What it is, and what the ratings mean for fit
The Siemens SENTRON 5SU1324-6KX40 is a 2-pole RCBO rated 40 A at 30 °C with Type A fault-current sensitivity. It detects sinusoidal AC and pulsating DC fault currents. The B-curve tripping characteristic suits resistive and general-purpose loads. Breaking capacity is 10 kA per EN 60898 at 110/120 V AC, 50 Hz — enough for most residential and light commercial distribution boards where the prospective short-circuit current stays under that threshold. The 2-pole (2P) form switches both phase and neutral, and the device is rated for overvoltage category III (distribution-level surge immunity) with pollution degree 2.
Derating and thermal reality — what the current numbers actually tell you
The 40 A rating at 30 °C is the headline number, but the real-world current capacity drops steadily as ambient temperature rises inside the enclosure. At 40 °C it's 37.6 A; at 50 °C it's 34.8 A; at 60 °C it's 32.4 A; at 70 °C it's 29.2 A. If your panel runs hot — say 50 °C ambient — you need to treat this as a 34 A device, not 40 A. The mounting position is any, which helps when you're packing DIN rails tight, but the derating curve is what governs the safe continuous load.

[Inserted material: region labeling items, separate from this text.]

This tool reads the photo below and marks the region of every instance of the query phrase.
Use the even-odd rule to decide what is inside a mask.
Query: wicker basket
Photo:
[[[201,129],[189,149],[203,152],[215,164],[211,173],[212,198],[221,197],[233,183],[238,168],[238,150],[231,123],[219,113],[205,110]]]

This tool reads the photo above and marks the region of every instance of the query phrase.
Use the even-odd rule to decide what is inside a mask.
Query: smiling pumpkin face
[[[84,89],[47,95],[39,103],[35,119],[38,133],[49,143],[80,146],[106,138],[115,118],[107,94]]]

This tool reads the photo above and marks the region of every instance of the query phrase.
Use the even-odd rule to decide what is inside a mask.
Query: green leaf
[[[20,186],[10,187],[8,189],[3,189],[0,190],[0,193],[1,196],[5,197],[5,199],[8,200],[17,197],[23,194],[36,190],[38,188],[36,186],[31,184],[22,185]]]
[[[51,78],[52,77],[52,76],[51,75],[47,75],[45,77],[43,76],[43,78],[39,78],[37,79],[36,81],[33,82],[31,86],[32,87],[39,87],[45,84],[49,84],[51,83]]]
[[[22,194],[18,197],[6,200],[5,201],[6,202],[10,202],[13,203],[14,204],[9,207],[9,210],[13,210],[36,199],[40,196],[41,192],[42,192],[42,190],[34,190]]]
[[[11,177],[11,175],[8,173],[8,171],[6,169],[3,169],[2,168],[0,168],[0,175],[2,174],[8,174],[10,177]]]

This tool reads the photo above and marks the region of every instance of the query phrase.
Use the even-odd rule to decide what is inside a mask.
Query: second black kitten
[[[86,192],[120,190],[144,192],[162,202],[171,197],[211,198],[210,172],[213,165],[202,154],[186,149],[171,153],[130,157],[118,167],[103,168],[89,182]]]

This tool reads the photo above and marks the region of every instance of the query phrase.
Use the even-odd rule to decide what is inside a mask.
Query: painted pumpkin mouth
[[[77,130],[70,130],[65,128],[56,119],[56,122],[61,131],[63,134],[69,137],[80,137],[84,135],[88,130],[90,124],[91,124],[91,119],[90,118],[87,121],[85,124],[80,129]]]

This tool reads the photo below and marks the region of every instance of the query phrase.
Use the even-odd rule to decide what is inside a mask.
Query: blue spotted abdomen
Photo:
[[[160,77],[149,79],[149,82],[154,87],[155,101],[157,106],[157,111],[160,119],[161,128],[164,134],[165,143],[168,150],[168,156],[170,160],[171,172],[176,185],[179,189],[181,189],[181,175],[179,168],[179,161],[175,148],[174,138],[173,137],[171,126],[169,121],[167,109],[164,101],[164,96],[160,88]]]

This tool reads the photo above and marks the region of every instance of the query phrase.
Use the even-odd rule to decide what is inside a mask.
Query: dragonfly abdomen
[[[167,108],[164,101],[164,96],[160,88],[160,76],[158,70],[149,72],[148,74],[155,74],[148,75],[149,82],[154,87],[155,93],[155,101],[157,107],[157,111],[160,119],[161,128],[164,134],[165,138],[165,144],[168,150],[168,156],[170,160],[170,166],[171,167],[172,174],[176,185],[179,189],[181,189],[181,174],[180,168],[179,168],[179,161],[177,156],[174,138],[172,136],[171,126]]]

DIN-rail footprint and panel integration
Width is 54 mm (3 width units at 18 mm each), depth 77 mm, height 90 mm, with an installation depth of 70 mm into the distribution board. It snaps onto standard 35 mm DIN rail. The IP20 rating applies only when the distribution board is installed with connected conductors — so it's protected against finger contact inside the enclosure, not for wet or dusty locations. Supply can enter from either top or bottom, which saves time when you're retrofitting into an existing board with fixed busbar orientation.
Lifecycle and sourcing posture
Production status is current. This part is in active manufacture by Siemens under the SENTRON brand. No end-of-life notice or last-time-buy window is available. Availability and pricing are confirmed at quote time through independent distribution channels.